Three years ago, the rupture of a coal ash pond in Kingston, Tennessee sent 5.4 million cubic yards of a toxic slurry into neighborhoods and the Emory River. That spill focused attention on EPA’s persistent failure to come up with regulations governing disposal of coal ash waste, which EPA exempted from regulation as hazardous waste in 1993. Following the Kingston, Tennessee disaster, EPA issued proposed regulations in June 2010, seeking comments on a choice between regulating coal ash waste as a “special waste” under the hazardous waste provisions of the Resource Conservation and Recovery Act, or continuing to treat coal ash as lightly regulated municipal solid waste subject to RCRA Subtitle C, but with special regulations.
This week, another coal ash pile fell into the water — this time on Lake Michigan, in Wisconsin. Meanwhile, there has been no final action on EPA’s proposed coal ash regulations. Instead, last month, EPA issued a “Notice of Data Availability” seeking public comment on additional studies of coal ash constituents and toxicity submitted during the comment period on the proposed rule.
Among the studies for which EPA seeks additional public comment is a study submitted by Republican presidential candidate Michelle Bachmann — “laboratory reports with total metals and TCLP results for boiler slag fines samples.”

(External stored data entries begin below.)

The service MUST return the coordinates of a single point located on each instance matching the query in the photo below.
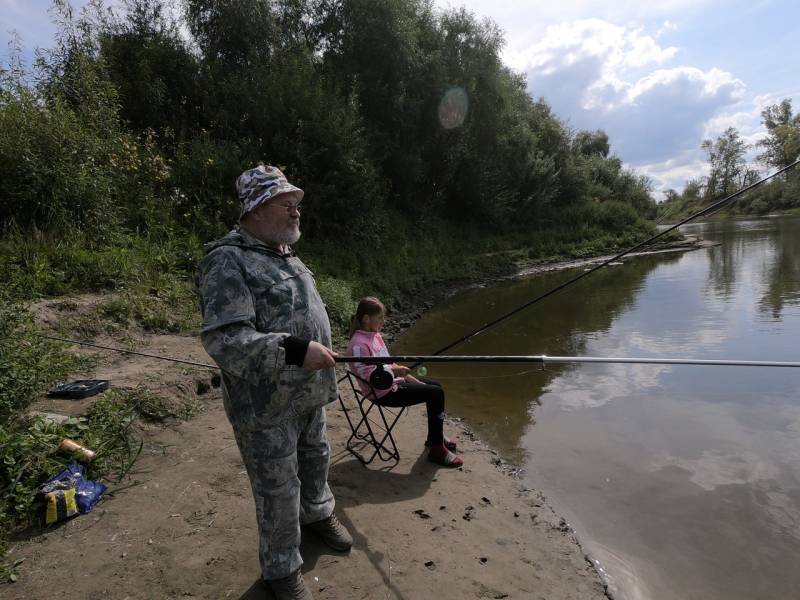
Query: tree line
(385, 111)
(729, 170)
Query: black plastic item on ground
(83, 388)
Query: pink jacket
(369, 343)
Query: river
(682, 481)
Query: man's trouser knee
(288, 469)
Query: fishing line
(167, 358)
(709, 209)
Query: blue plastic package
(66, 484)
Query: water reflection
(499, 400)
(685, 481)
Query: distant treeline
(384, 111)
(729, 170)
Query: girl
(406, 390)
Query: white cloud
(599, 75)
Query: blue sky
(659, 77)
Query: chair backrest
(372, 424)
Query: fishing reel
(381, 379)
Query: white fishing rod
(382, 379)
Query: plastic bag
(67, 493)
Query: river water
(683, 481)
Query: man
(266, 327)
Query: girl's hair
(367, 306)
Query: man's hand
(319, 357)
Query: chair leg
(363, 434)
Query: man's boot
(332, 533)
(289, 588)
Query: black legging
(431, 393)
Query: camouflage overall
(252, 298)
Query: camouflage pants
(288, 469)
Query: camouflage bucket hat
(256, 186)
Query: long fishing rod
(709, 209)
(382, 379)
(544, 358)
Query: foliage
(29, 364)
(728, 171)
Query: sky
(659, 77)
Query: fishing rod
(382, 379)
(709, 209)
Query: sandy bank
(185, 525)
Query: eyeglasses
(289, 206)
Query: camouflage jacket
(252, 298)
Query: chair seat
(370, 424)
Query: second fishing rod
(712, 208)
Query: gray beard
(281, 236)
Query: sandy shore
(183, 523)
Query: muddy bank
(182, 524)
(412, 306)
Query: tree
(727, 165)
(782, 144)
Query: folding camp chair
(371, 424)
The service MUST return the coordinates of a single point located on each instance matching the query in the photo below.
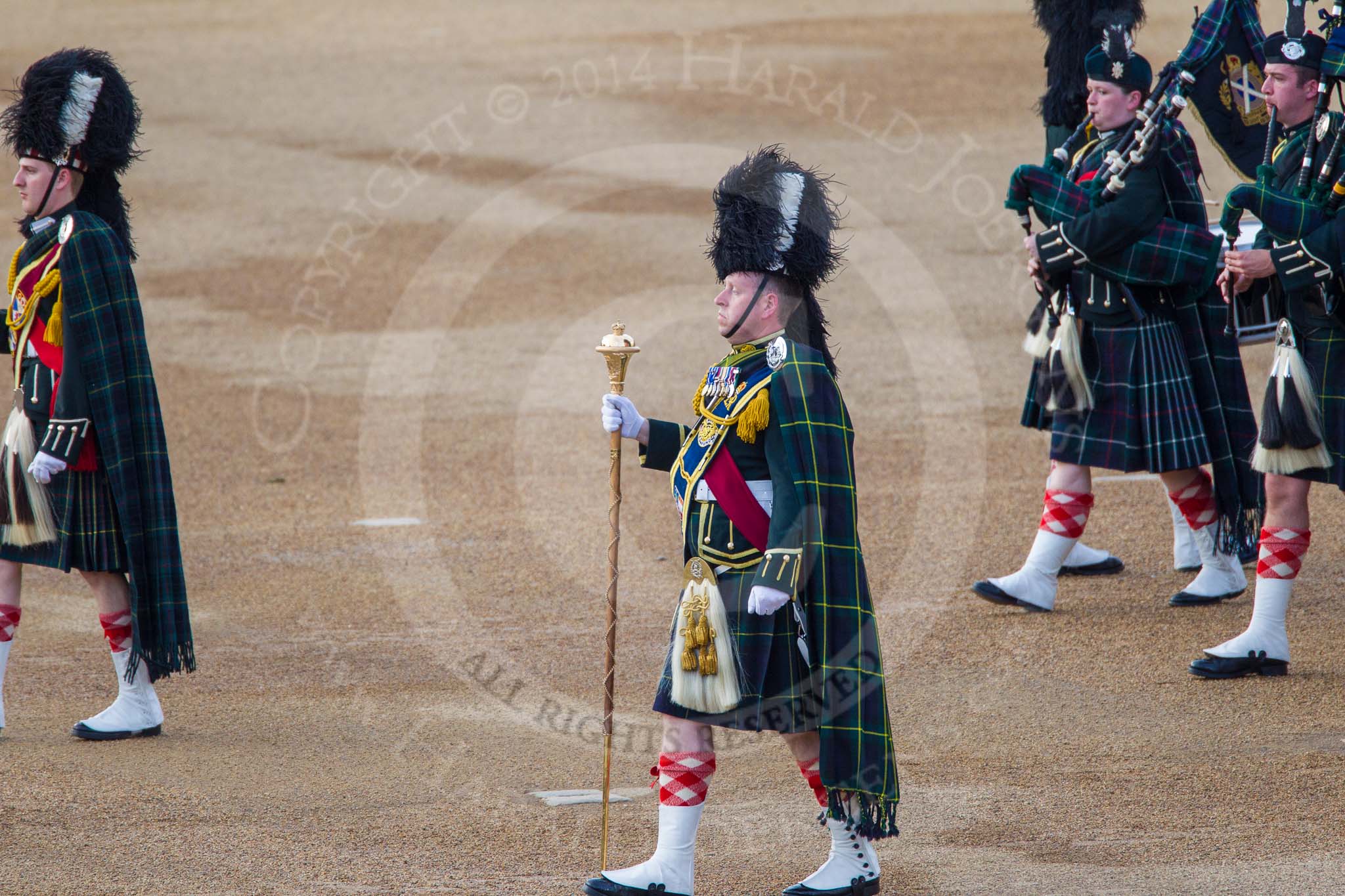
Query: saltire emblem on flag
(1242, 91)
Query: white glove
(764, 601)
(619, 414)
(45, 467)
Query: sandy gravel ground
(380, 242)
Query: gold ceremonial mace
(617, 350)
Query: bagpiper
(84, 468)
(1302, 437)
(775, 626)
(1132, 383)
(1072, 30)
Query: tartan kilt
(1324, 352)
(87, 522)
(1145, 413)
(778, 692)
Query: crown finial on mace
(617, 349)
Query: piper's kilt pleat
(1145, 414)
(778, 692)
(87, 522)
(1324, 352)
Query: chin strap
(748, 309)
(55, 172)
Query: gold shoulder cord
(49, 284)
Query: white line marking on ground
(575, 797)
(1128, 477)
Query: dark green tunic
(813, 553)
(106, 358)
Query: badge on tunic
(720, 382)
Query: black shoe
(1255, 661)
(603, 887)
(994, 594)
(858, 887)
(85, 733)
(1187, 599)
(1109, 566)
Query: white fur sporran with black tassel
(1040, 331)
(1069, 389)
(26, 511)
(1292, 426)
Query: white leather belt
(761, 490)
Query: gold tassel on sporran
(1292, 427)
(704, 660)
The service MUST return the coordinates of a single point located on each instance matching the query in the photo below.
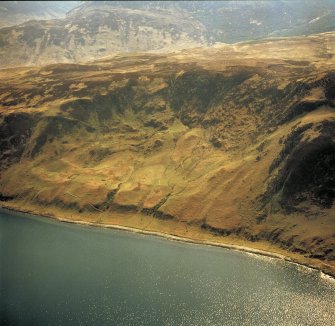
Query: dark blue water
(54, 273)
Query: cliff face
(233, 139)
(97, 29)
(18, 12)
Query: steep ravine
(240, 150)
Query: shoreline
(177, 238)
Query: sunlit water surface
(54, 273)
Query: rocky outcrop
(236, 148)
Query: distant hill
(97, 29)
(17, 12)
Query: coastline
(172, 237)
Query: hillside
(234, 141)
(18, 12)
(96, 29)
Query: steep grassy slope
(232, 140)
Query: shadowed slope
(231, 140)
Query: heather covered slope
(234, 140)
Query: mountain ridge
(232, 140)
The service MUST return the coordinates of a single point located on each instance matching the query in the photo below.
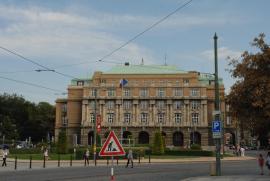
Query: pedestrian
(46, 154)
(267, 162)
(86, 156)
(261, 163)
(4, 155)
(130, 158)
(242, 151)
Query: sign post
(112, 147)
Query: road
(154, 172)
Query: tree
(158, 147)
(26, 118)
(250, 95)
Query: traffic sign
(216, 129)
(112, 146)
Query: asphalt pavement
(233, 168)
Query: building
(179, 103)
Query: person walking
(130, 158)
(261, 163)
(267, 162)
(86, 156)
(4, 155)
(46, 154)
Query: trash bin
(212, 168)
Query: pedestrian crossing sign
(112, 146)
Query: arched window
(91, 138)
(143, 137)
(178, 139)
(126, 135)
(195, 138)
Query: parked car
(4, 146)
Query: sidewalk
(38, 164)
(231, 178)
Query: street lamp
(217, 108)
(95, 126)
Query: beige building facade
(178, 103)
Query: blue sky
(57, 33)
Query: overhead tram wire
(38, 64)
(31, 84)
(134, 38)
(147, 29)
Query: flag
(123, 82)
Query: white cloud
(61, 38)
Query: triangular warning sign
(112, 146)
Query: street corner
(231, 178)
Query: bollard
(15, 167)
(212, 169)
(30, 164)
(58, 160)
(44, 164)
(96, 160)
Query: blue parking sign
(216, 126)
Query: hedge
(189, 153)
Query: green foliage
(25, 151)
(189, 153)
(62, 145)
(250, 95)
(158, 146)
(195, 147)
(21, 119)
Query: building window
(64, 121)
(186, 82)
(161, 118)
(127, 92)
(229, 121)
(110, 117)
(144, 92)
(194, 92)
(144, 105)
(92, 118)
(160, 92)
(127, 118)
(64, 108)
(80, 83)
(195, 118)
(195, 104)
(178, 92)
(110, 105)
(93, 92)
(177, 118)
(127, 105)
(160, 105)
(111, 92)
(144, 118)
(178, 105)
(92, 104)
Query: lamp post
(95, 126)
(217, 108)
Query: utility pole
(217, 109)
(95, 127)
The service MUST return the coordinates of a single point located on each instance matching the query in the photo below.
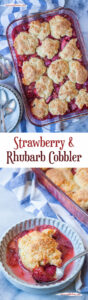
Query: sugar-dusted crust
(77, 72)
(39, 108)
(68, 91)
(44, 86)
(48, 48)
(25, 43)
(60, 26)
(32, 70)
(41, 30)
(75, 186)
(59, 176)
(81, 197)
(82, 98)
(58, 70)
(71, 51)
(39, 248)
(58, 107)
(81, 177)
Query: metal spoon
(60, 271)
(5, 67)
(3, 101)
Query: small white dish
(38, 288)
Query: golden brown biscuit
(60, 26)
(78, 73)
(68, 91)
(39, 248)
(81, 197)
(82, 98)
(81, 177)
(58, 70)
(32, 70)
(25, 43)
(39, 108)
(41, 30)
(44, 87)
(71, 51)
(59, 176)
(58, 107)
(48, 48)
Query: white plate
(38, 288)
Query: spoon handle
(74, 258)
(3, 121)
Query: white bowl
(38, 288)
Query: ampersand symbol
(70, 142)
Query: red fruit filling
(42, 273)
(30, 93)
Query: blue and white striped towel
(36, 200)
(7, 15)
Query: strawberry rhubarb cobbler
(51, 67)
(33, 255)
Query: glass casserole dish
(28, 91)
(62, 197)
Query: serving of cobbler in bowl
(31, 251)
(48, 53)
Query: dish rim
(57, 119)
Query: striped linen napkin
(39, 202)
(7, 15)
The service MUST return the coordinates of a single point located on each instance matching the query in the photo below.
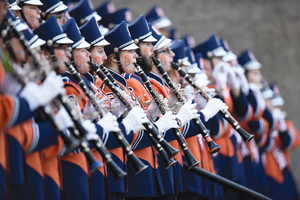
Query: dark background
(269, 28)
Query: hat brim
(34, 2)
(21, 26)
(59, 8)
(94, 14)
(193, 69)
(186, 63)
(277, 101)
(162, 23)
(150, 39)
(267, 94)
(219, 52)
(165, 42)
(64, 40)
(103, 30)
(252, 65)
(39, 42)
(83, 45)
(15, 7)
(230, 56)
(130, 47)
(102, 43)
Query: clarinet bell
(94, 164)
(212, 146)
(191, 160)
(167, 161)
(244, 134)
(137, 164)
(116, 171)
(171, 151)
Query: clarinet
(94, 164)
(136, 162)
(192, 162)
(224, 113)
(171, 151)
(213, 147)
(151, 132)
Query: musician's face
(147, 52)
(62, 56)
(3, 10)
(98, 55)
(128, 58)
(165, 55)
(33, 15)
(254, 76)
(18, 50)
(81, 58)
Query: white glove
(90, 111)
(10, 85)
(52, 86)
(258, 95)
(187, 112)
(166, 122)
(37, 95)
(63, 119)
(277, 114)
(232, 81)
(153, 111)
(134, 118)
(91, 129)
(220, 75)
(212, 107)
(240, 75)
(109, 123)
(200, 101)
(118, 110)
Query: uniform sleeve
(13, 110)
(242, 109)
(215, 125)
(43, 136)
(268, 116)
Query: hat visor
(252, 65)
(162, 23)
(103, 30)
(165, 42)
(94, 14)
(193, 69)
(83, 45)
(39, 42)
(64, 40)
(102, 43)
(21, 27)
(150, 39)
(219, 52)
(34, 2)
(15, 7)
(277, 101)
(267, 94)
(59, 8)
(230, 56)
(130, 47)
(186, 63)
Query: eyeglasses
(168, 51)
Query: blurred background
(269, 28)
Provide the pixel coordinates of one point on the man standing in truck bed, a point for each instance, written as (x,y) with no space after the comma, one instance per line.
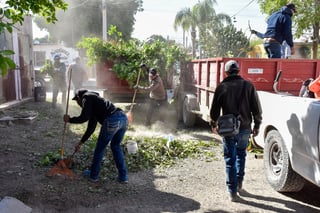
(279,30)
(157,94)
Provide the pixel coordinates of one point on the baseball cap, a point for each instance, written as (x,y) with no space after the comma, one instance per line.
(292,7)
(79,93)
(231,67)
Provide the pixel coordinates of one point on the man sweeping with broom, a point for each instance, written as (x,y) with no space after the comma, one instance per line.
(114,124)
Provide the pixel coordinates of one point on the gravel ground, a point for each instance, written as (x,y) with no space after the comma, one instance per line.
(192,185)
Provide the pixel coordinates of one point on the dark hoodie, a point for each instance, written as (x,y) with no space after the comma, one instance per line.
(94,109)
(279,26)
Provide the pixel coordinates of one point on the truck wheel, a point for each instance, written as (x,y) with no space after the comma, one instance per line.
(188,117)
(279,172)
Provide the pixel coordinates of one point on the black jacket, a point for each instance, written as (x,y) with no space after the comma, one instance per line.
(94,109)
(279,26)
(228,95)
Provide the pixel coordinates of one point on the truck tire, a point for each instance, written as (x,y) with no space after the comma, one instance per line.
(188,117)
(279,172)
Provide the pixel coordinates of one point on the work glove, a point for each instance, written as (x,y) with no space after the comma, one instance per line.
(253,32)
(78,147)
(255,132)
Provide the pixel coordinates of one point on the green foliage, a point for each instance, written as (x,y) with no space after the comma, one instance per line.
(152,153)
(47,67)
(224,42)
(127,56)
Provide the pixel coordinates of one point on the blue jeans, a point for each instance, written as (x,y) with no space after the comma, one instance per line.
(113,129)
(273,49)
(235,152)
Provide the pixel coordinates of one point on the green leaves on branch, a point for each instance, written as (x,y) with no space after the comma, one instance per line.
(127,56)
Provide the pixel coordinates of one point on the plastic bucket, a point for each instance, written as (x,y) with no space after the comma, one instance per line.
(132,147)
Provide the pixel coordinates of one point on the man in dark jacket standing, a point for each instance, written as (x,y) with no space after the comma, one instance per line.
(157,94)
(279,30)
(114,124)
(236,96)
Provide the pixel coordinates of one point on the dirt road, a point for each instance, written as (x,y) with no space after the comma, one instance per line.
(190,186)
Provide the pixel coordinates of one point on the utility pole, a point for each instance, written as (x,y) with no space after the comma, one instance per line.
(104,20)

Coal power is the epitome of cheap and dirty. Except it is only “cheap” by virtue of externalizing huge environmental costs. Every phase of coal combustion is dirty — extraction, transport, combustion, and waste. But the coal and utility industry never lacks for political muscle — EPA’s 1993 hazardous waste exemption simply continued the statutory exemption for coal ash added to RCRA § 3001(b) by Congress in the 1980 “Bevill Amendment.”